Eine wichtige Rückausnahme von dieser gesetzlichen Regelung gibt es bei Kindern zwischen sieben und zehn Jahren im fließenden Straßenverkehr. Sie haften nicht selbst, sofern sie die Tat nicht vorsätzlich begangen haben.
Eltern haften nicht grundsätzlich für ihre Kinder
Ein sehr verbreiteter Rechtsirrtum ist die pauschale Behauptung, dass Eltern für die Schäden ihrer Kinder haften. Denn man muss grundsätzlich nicht für den Schaden aufkommen, den die eigenen Kinder angerichtet haben. Sondern nur dann, wenn die Eltern ihrer Aufsichtspflicht nicht nachgekommen sind.
Ob eine solche Aufsichtspflichtverletzung im konkreten Fall vorliegt und die Eltern haftbar gemacht werden können, muss für jeden Einzelfall selbständig geprüft werden und lässt sich damit nicht pauschal beantworten. Der Umfang der elterlichen Aufsicht richtet sich nach Alter, Entwicklungsstand, Eigenart des Charakters des Kindes und den mit ihm in der Vergangenheit gemachten Erfahrungen. Eine Überwachung des Kindes auf Schritt und Tritt und rund um die Uhr kann natürlich nicht verlangt werden.
Die Eltern müssen selbst einschätzen, in welchem Umfang eine Beaufsichtigung ihres Sprösslings nötig ist. Je jünger und unruhiger das Kind, desto höhere Anforderungen sind an die Aufsichtspflicht zu stellen. So wird es bei einem zehnjährigen Kind bereits ausreichend sein, wenn die Eltern über Aufenthaltsort und Beschäftigung des Kindes Bescheid wissen.
Die Aufsichtspflicht greift übrigens auch für virtuelle Handlungen beim Surfen mit dem Laptop oder dem Smartphone.
Ergibt sich durch angebrachte Warnhinweise etwas anderes?
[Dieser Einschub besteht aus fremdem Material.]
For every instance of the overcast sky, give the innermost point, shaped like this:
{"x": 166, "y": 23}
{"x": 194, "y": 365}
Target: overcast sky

Nein, die Warnhinweise haben vorrangig einen anderen Zweck: Abschreckung. Das bekannte Schild an Baustellen „Eltern haften für Ihre Kinder“ ist insofern irreführend, da dies, wie soeben aufgezeigt, nur der Fall sein kann, wenn die elterliche Aufsichtspflicht verletzt wurde. Sofern auf einer Baustelle ein Unfall passiert, wäre zunächst einmal zu prüfen, ob der Baustellenbetreiber überhaupt seiner Verkehrssicherungspflicht nachgekommen ist, um das Betreten durch Kinder zu verhindern. Ein aufgestelltes Schild kann von dieser Pflicht nicht befreien.